Rachul told The Post that while she wasn’t surprised by the backlash — “I was also raised to have a thick skin” — she worries about the effects the cyberbullying could have on younger generations.

“I dug into some of these video duets/stitches and comments and lot of the people behind the account are in middle school/high school/college,” she explained. “These are really formative years for learning how to treat others and I’m concerned for how brazen people have become online when criticizing strangers.”

When her grandparents, who were Disney Vacation Club members, passed away, Rachul and and her parents started a regular tradition of visiting the park in their honor. Her last trip to the park was in 2019.

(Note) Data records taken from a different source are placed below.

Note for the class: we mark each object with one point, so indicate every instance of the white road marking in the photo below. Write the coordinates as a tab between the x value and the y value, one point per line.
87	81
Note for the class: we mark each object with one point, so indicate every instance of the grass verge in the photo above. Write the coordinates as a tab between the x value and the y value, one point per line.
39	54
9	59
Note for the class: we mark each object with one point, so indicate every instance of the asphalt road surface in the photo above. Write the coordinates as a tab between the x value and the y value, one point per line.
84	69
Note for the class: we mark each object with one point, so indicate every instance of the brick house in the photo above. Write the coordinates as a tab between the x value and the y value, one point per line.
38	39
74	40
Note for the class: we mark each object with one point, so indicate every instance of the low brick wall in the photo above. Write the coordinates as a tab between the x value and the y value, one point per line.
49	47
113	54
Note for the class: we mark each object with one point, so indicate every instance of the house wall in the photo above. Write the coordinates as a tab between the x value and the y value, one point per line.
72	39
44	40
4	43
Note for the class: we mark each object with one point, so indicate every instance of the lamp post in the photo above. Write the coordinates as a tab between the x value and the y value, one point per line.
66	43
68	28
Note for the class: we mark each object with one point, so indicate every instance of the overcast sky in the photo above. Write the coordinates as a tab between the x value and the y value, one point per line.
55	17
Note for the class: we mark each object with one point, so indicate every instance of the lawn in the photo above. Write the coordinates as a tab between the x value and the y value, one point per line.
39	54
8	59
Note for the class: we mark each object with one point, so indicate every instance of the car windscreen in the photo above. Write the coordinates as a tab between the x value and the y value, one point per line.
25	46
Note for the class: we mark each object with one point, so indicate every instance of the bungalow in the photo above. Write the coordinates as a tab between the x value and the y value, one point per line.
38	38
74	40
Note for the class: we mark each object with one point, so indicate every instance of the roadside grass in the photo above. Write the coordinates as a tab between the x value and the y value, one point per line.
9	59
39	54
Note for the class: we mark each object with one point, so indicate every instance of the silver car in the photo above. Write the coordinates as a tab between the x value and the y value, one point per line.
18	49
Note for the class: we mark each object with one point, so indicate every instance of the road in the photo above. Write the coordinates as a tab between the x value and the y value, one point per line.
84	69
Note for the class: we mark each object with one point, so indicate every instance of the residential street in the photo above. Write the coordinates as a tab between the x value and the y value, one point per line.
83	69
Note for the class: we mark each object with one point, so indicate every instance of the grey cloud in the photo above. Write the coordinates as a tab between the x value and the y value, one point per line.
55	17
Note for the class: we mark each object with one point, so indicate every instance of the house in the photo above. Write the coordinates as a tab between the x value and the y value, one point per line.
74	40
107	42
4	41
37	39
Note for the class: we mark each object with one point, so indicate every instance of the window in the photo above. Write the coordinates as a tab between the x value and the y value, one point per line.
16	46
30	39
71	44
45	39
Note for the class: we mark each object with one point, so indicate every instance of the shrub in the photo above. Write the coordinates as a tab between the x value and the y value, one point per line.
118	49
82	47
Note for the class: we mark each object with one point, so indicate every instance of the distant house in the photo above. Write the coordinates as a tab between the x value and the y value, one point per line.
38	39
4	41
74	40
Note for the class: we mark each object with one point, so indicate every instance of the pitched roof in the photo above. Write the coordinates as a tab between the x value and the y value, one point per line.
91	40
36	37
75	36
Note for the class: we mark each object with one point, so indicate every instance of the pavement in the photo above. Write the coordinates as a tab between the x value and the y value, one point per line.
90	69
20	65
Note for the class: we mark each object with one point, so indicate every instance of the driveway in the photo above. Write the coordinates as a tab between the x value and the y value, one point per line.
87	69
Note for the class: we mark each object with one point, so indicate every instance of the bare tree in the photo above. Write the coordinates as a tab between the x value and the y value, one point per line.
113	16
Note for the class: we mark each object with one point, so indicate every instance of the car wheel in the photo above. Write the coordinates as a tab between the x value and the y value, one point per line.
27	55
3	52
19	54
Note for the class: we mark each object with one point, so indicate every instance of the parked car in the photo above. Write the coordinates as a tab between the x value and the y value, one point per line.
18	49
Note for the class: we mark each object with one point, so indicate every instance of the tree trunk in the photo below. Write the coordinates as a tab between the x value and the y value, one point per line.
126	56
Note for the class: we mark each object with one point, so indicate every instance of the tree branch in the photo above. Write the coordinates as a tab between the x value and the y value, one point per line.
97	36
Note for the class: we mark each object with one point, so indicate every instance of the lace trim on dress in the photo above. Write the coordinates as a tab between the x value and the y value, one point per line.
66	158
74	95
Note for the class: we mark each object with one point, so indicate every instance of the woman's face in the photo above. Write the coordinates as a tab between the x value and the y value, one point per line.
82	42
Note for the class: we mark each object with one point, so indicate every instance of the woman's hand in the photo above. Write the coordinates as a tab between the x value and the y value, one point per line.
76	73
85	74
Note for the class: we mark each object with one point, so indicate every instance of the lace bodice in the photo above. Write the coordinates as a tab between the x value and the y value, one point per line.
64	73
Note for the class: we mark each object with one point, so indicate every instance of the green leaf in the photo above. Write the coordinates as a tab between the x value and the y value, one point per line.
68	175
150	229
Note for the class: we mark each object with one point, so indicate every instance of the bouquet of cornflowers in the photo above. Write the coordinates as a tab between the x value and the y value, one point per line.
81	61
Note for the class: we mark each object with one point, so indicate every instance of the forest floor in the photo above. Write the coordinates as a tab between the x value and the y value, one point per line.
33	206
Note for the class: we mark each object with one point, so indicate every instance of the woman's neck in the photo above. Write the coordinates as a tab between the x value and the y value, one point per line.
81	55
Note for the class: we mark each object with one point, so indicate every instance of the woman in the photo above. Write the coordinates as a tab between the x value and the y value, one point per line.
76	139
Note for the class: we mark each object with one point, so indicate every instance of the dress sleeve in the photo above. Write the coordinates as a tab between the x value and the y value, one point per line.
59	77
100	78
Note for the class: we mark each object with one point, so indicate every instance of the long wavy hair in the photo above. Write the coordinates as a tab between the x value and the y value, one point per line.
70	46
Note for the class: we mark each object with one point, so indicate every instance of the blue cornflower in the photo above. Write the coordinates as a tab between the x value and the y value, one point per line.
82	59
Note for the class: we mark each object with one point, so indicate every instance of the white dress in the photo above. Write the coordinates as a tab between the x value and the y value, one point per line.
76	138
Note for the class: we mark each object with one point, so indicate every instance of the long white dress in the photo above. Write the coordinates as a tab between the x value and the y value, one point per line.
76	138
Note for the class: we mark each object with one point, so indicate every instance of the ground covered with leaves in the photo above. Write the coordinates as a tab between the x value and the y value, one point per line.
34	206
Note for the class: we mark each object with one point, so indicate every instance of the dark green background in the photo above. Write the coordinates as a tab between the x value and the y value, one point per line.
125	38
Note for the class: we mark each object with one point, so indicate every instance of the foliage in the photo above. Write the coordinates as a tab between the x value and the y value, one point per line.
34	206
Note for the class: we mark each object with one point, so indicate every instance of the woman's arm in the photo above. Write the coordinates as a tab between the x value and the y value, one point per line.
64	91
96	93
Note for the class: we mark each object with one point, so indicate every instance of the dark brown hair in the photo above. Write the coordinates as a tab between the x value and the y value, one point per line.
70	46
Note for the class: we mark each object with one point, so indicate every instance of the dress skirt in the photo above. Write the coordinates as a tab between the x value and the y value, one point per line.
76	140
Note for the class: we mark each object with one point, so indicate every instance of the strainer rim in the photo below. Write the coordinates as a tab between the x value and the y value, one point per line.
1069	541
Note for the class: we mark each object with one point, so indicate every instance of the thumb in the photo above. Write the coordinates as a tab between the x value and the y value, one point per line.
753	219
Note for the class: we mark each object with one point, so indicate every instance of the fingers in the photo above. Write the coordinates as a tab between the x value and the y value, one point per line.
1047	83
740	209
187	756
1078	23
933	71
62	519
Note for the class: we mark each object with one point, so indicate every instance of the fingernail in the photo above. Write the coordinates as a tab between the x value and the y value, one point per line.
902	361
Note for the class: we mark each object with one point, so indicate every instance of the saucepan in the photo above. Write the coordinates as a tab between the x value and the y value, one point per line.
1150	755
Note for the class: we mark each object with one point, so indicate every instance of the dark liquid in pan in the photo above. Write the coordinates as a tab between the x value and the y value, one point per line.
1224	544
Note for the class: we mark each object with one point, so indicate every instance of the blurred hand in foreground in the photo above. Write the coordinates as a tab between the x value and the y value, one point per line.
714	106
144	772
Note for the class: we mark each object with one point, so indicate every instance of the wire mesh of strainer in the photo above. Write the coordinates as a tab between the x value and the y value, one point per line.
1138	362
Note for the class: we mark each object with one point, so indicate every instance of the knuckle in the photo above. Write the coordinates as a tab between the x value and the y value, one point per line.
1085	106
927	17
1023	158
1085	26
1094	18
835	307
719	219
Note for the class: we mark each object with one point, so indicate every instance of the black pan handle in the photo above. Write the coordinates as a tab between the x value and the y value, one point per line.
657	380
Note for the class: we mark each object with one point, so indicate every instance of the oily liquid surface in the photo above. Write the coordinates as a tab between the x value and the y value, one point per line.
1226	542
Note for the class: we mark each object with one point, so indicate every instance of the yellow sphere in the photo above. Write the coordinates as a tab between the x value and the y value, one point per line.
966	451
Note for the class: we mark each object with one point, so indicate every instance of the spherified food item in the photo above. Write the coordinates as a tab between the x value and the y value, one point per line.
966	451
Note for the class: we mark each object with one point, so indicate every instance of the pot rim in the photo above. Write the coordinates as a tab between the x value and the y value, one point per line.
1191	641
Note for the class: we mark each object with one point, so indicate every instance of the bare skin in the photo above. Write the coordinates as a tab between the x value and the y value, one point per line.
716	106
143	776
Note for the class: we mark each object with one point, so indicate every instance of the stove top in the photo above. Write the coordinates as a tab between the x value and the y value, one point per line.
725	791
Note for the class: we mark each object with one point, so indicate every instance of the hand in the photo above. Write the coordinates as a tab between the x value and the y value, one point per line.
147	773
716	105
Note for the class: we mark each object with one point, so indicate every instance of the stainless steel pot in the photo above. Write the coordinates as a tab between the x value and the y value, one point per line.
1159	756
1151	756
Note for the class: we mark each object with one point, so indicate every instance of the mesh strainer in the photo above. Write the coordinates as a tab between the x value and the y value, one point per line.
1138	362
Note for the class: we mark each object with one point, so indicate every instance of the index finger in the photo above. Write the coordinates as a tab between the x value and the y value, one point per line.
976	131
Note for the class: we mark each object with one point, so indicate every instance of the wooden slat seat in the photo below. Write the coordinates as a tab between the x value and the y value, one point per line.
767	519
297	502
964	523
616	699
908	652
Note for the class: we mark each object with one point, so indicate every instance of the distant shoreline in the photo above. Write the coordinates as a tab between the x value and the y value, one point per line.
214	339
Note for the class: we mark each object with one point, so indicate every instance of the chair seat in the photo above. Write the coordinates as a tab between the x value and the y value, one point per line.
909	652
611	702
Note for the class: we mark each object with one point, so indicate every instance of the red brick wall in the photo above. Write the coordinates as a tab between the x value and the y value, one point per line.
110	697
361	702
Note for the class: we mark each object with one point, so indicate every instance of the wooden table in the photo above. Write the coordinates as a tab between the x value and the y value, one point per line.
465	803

“I was surprised by my own reaction to getting to hug [Goofy] again,” Rachul recalled. “The tears came out of nowhere. All the cast members there were wonderful too and Goofy gave me a long hug and a lot of special interaction because he could see it meant a lot to me.”

Post columnist Johnny Oleksinski gave his take on childless millennials vacationing at Disney in 2019.

“Why do the same old, safe, boring thing when you could buy a round-trip Norwegian Airlines flight from New York to Paris right now for $280, get an Airbnb and sit along the Seine drinking rosé?” he asked adult-aged Disney park-goers.

But for those who never want to grow up, the media giant announced in February that it was working on a real-life residential neighborhood in the Coachella Valley.